Consider it a happy coincidence that Microsoft released a dinosaur-themed CD-ROM the same year as Jurassic Park. Microsoft Dinosaurs grew out of an investment in reference publishing house Dorling Kindersley to produce content for the Microsoft Home software line.1 Microsoft had the keys to DK’s whole library of writing and images,2 and, well, dinosaurs are cool.
Apart from having a bunch of pictures of stegosauruses, Microsoft Dinosaurs demonstrates how thoughtfully crafted reference material can bring value to information. The program bridges its content with context, showing that in the age of Wikipedia and digital assistants, guided learning experiences still have unique strengths.
Microsoft Dinosaurs contains over 150 illustrated articles on dinosaur species, groups, and behaviors, as well as the history and practice of paleontology. Most of the information comes from Dorling Kindersley’s atlases and Eyewitness books – keeping their welcoming, conversational tone – and received the stamp of approval from the educational non-profit The Dinosaur Society. The program takes great lengths to ensure the authority of its content, but science has progressed since 1993. By no fault of its own, Microsoft Dinosaurs is years out-of-date on topics like feathers on dinosaurs (yes!) or whether the brontosaurus was a species (maybe?), so you can’t really use it for education anymore.
If the program runs a few years behind the field, the ways it connects its information feel even more relevant today. Every article contains a few links to others, in the vein of the bottomless discovery of a wiki. But Microsoft Dinosaurs goes beyond direct linking by offering some relation between its concepts. Pop-up screens elaborate on terms and ideas mentioned in passing in larger articles, and links to tangential topics, offered as a large button on every screen, feature narration explaining how the two pages fit together. The Spinosaurus, for example, can represent the broader question of how many legs dinosaurs walked on. These transitions call attention to the purpose of each section and gracefully unite them.
To wrap all its articles in teachable narratives, Microsoft Dinosaurs also includes guided tours from The Dinosaur Society founder Don Lessem. The tours add new, external themes to existing material, like estimating a dinosaur’s intelligence and relating that to modern animals. (“No offense to the plate-back dinosaurs, but their elevators didn’t go to the top floor.”) Though seemingly geared more towards children, Lessem’s contributions find through lines where none existed in the text, another interrelation of content.
Those extra but essential features boost Microsoft Dinosaurs above almost all other methods of presenting this information. The closest comparison might be a museum exhibit, with signage and audio tours to walk visitors through the exhibits, but the program goes further by letting you jump off at any point and continue through its content in your own non-linear direction. It combines the best parts of a hyperlinked internet fact dump and a curated learning environment.

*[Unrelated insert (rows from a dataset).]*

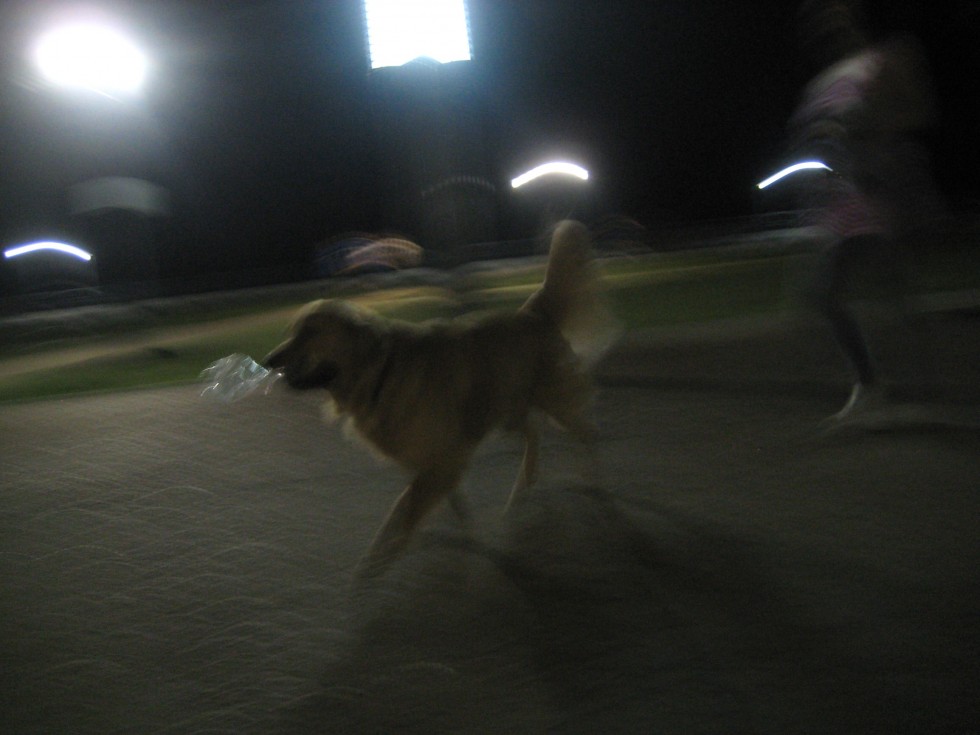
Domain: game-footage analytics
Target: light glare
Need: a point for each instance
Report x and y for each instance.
(400, 31)
(47, 245)
(91, 57)
(545, 169)
(802, 166)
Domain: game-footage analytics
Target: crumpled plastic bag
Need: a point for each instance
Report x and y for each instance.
(233, 377)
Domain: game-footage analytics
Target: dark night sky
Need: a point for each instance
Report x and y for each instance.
(261, 119)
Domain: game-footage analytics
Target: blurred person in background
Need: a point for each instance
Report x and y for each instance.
(864, 115)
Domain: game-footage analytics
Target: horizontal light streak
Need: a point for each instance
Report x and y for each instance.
(545, 169)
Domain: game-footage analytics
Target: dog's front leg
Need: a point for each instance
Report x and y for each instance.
(415, 502)
(528, 472)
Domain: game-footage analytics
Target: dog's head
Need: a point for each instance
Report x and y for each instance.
(323, 341)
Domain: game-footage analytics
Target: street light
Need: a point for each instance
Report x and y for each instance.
(802, 166)
(91, 56)
(47, 245)
(400, 31)
(545, 169)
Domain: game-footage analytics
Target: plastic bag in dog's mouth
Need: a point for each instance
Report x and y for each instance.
(233, 377)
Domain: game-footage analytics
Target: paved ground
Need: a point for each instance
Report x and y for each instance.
(170, 565)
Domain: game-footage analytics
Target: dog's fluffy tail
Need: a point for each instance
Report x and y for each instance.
(571, 295)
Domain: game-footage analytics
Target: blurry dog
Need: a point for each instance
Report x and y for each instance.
(426, 395)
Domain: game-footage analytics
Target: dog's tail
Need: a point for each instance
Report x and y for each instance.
(571, 295)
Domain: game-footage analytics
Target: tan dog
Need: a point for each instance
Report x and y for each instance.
(426, 395)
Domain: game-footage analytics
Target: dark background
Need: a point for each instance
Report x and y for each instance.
(264, 123)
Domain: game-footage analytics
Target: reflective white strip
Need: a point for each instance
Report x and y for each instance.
(556, 167)
(58, 246)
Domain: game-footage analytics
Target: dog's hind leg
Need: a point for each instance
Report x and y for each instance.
(415, 502)
(528, 472)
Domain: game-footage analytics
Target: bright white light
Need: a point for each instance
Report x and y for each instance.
(47, 245)
(92, 57)
(402, 30)
(792, 170)
(545, 169)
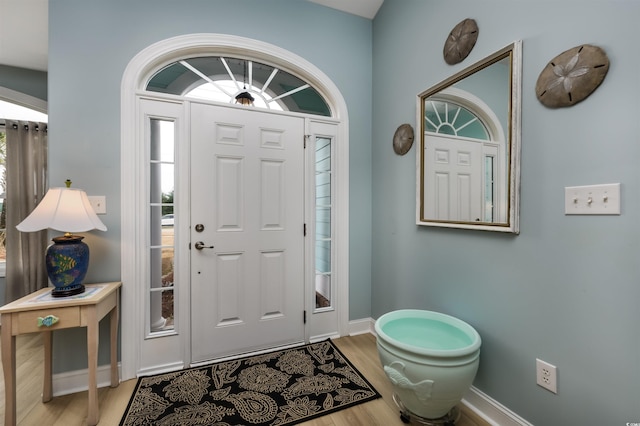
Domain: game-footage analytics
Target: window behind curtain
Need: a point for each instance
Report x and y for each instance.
(10, 111)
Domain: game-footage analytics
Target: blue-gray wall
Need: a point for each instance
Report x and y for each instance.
(567, 288)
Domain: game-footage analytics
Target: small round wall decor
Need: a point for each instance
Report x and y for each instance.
(460, 41)
(572, 76)
(403, 139)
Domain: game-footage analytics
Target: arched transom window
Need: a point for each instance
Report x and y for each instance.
(227, 79)
(449, 118)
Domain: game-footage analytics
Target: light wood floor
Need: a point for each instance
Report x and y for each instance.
(71, 410)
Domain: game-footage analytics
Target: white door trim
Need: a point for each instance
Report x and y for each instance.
(132, 157)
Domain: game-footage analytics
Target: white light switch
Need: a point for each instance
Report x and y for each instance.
(592, 199)
(99, 203)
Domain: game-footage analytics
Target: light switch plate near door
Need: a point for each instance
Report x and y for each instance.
(99, 203)
(592, 199)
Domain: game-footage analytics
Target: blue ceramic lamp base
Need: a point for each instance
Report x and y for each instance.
(67, 261)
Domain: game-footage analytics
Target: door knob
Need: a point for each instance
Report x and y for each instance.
(200, 245)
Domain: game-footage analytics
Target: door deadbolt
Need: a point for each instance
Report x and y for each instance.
(200, 245)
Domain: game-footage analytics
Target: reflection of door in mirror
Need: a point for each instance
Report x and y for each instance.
(465, 156)
(468, 161)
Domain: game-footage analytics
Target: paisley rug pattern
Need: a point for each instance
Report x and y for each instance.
(284, 387)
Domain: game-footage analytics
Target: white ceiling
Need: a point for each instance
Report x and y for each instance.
(24, 39)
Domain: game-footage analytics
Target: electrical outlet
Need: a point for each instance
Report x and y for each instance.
(546, 375)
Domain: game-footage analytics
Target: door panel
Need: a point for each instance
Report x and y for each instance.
(453, 167)
(247, 190)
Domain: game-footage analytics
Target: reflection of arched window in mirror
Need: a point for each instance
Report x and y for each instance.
(465, 155)
(468, 160)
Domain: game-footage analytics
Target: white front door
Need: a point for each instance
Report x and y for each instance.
(247, 241)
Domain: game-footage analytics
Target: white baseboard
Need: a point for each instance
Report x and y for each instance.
(78, 380)
(491, 410)
(361, 326)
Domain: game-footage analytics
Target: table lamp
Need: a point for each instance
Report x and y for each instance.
(67, 259)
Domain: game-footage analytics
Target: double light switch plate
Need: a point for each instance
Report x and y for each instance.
(592, 199)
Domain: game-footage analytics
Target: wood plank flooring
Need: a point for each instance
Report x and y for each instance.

The standalone nature of the program has some fun aesthetic benefits too. Most of the interface looks like carved, broken stone, and occasionally, ambient dinosaur noises will play in the background while you browse. Those playful touches set the mood for reading up on Mesozoic history, an opportunity afforded by the multimedia format and museum installation leanings.
As much as the current digital landscape lets us learn about any topic instantly, it misses the commentary and direction that a self-contained experience like Microsoft Dinosaurs can provide. Expert curation can explain why something is worth learning, and an encyclopedia based on a single topic has the luxury of a narrower scope to form those rich connections. Microsoft Dinosaurs is a standout example, dated science aside, of a multimedia reference program that finds context by letting you re-order the pages. That even gives it a leg up on the original books.
Microsoft Dinosaurs includes a few short animated videos. One of them is a segment from Prehistoric Beast, a 1984 stop-motion film by Phil Tippett, who served as dinosaur supervisor for Jurassic Park. The pool of dinosaur animators must have been small for a while.